Do I even have a favorite on the FFVII OST? I mean, there’s Aeris’ theme, but I’m pretty sure there aren’t many songs that can summon the atmosphere of the game better than this one.

It’s called “Anxious Heart,” and it sort of has a sad pall to it, but it also sounds like light sparkling through cracks in metal, or like soft aquamarine light coming up from the earth.

There’s also this one, ‘Holding My Thoughts In My Heart.’

Which is such a pretty rendition of the main motif. You can almost hear starlight twinkling in it.

And of course, there’s “One-Winged Angel,” but you’re not there yet. It’ll probably be the last thing that blows your mind, and having the proper context for it is necessary before you can watch Advent Children, otherwise it’ll spoil the film’s climax. You said on Twitter you wished you could have gone to the FFVII symphonic concert programme with our friends Ben and Brendan, but let’s pretend you did live in Australia with them and could have gone—I hope you would have surrendered your ticket to someone who has the background to have their face melted by that choral epic. You’ve probably even heard it before, but I want you to have that moment like all of us did before you.

Also, you’ll love Crisis Core because one of the things it does best is use the old musical motifs. Not heavy-handedly, just beautifully, in a way that feels primeval and reflective as a prequel—one you enter knowing it is mostly tragic—should.

That I’ve gone on an entire tangent about various songs here proves your point: The music of the FFVII universe is crucial to its permanence and to its emotional impact. It’s become shorthand for the experience—most FFVII fans only have to hear a song or two and feel something tug at their hearts, and that something is a poignant desire to recall, to revisit. In fact, as many emails and tweets and as much feedback as we’ve gotten from the readers of these letters about how we’ve made them nostalgic enough to replay the game, I have a feeling that it’s this set of letters about our specific favorite songs that will push those on the fence over the edge.

Again, not to belabor the point I keep coming back to on abstraction, but that the game doesn’t focus too intensely on the liminal stuff and that it allows space to think, feel and listen rather than cram personalities, voices, info, instructions and lore down our throats is probably why the beautiful music is able to spill into our head and heartspace like this.ff7emushot714.jpegNotice, too, how I couldn’t talk about the music without talking about Advent Children and Crisis Core. People accuse Square Enix all the time of making cash-ins on FFVII, and it is true that there’s countless merchandise and spinoffs, more for that title than for any other Final Fantasy game. But the company also knows its audience and that we still, ten years later, can’t get enough of it.

The result is that there’s a massive, interconnected set of properties revolving around the world of FFVII. It’s persisted, and the music plays no small role in that, identifying and summoning the world’s aesthetics, its places and people and moments, instantaneously.

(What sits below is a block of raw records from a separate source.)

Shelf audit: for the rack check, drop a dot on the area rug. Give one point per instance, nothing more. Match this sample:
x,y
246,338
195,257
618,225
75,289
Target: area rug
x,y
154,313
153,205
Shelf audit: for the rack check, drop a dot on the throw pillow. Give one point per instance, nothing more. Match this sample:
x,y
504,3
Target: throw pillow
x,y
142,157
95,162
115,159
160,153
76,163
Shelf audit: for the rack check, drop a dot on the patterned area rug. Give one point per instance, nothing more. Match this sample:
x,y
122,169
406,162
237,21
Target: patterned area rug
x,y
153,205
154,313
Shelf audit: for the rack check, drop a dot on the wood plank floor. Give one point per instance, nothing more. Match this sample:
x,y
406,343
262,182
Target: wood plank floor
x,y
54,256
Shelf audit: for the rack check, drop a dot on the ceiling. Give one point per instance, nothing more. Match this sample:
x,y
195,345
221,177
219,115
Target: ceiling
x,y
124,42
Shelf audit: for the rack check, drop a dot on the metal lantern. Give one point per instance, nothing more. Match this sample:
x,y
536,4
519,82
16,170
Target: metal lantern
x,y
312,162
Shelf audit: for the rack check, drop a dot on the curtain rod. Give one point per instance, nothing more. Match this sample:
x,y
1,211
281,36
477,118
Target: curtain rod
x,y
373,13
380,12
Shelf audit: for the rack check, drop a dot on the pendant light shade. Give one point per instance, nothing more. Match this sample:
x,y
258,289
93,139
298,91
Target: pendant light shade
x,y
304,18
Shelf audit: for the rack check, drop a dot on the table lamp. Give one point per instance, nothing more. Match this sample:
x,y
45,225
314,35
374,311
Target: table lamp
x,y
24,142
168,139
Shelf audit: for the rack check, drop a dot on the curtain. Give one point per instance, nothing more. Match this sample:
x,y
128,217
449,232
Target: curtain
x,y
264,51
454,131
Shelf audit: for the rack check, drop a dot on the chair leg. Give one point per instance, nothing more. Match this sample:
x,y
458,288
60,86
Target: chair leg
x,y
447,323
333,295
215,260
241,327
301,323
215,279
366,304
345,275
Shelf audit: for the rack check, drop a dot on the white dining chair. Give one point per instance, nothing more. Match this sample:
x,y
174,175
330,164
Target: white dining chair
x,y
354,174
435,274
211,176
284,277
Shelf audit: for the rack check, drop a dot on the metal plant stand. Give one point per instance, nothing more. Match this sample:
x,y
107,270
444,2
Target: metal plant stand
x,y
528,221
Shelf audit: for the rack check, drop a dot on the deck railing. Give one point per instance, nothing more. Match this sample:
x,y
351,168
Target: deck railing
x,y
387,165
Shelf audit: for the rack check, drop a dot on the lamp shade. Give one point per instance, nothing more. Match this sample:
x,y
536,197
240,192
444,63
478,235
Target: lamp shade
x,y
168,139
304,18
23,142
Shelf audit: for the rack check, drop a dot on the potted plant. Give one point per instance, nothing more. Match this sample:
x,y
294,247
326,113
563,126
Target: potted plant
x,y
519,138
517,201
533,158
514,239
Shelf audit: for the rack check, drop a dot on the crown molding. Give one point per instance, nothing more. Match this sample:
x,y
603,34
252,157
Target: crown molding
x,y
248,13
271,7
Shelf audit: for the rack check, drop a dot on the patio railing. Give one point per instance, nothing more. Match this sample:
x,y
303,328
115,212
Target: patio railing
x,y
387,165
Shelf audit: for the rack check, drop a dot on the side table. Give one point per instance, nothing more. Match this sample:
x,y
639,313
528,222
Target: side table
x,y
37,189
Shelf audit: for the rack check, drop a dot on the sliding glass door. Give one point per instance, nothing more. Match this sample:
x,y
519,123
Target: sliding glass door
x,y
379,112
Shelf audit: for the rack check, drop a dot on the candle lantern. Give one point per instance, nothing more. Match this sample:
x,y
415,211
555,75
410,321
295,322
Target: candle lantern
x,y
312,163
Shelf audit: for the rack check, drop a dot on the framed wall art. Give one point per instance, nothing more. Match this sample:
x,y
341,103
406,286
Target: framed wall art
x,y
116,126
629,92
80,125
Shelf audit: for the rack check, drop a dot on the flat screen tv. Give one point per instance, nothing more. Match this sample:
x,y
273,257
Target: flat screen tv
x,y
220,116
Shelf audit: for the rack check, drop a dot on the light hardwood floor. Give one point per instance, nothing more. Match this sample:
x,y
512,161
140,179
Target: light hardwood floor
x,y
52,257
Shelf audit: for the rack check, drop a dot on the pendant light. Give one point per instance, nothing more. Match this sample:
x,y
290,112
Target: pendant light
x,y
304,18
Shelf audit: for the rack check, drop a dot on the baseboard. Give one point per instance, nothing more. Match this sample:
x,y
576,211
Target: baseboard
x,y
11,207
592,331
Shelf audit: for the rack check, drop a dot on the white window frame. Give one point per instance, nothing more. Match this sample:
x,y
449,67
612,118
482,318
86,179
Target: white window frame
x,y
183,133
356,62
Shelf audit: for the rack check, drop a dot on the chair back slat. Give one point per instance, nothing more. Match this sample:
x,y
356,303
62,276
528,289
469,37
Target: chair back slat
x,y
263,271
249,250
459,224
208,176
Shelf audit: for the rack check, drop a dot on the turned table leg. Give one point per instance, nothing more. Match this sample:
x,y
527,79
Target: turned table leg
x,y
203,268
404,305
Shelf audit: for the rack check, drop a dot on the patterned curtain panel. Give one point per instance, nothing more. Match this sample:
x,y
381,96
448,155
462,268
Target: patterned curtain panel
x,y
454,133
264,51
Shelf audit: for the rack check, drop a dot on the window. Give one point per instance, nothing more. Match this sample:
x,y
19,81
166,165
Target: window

I remember seeing this 2007 picture where, at a fan event Square Enix threw, fans were allowed to put notes and requests on a message board. This picture is an entire message board of notes most of which say “please remake Final Fantasy VII” or some variation thereof.

FFVII did play a major role in selling the PlayStation. If Sony is smart, it’ll have done whatever it takes to make sure that remake launches the NGP, don’t you think? I mean, I’d buy it. Even after all this writing I’ve done about how the simplicity and careful application of detail makes FFVII better, I’m as inexplicably guilty of wanting that next-gen remake as anyone else. Probably because it could never replace the original; it’d just be a tribute, a new angle. I’m all for it, but not everyone feels that way. How about you?

Anyway, how are your chocobos doing? Sidequest progress update? You sure are pokey.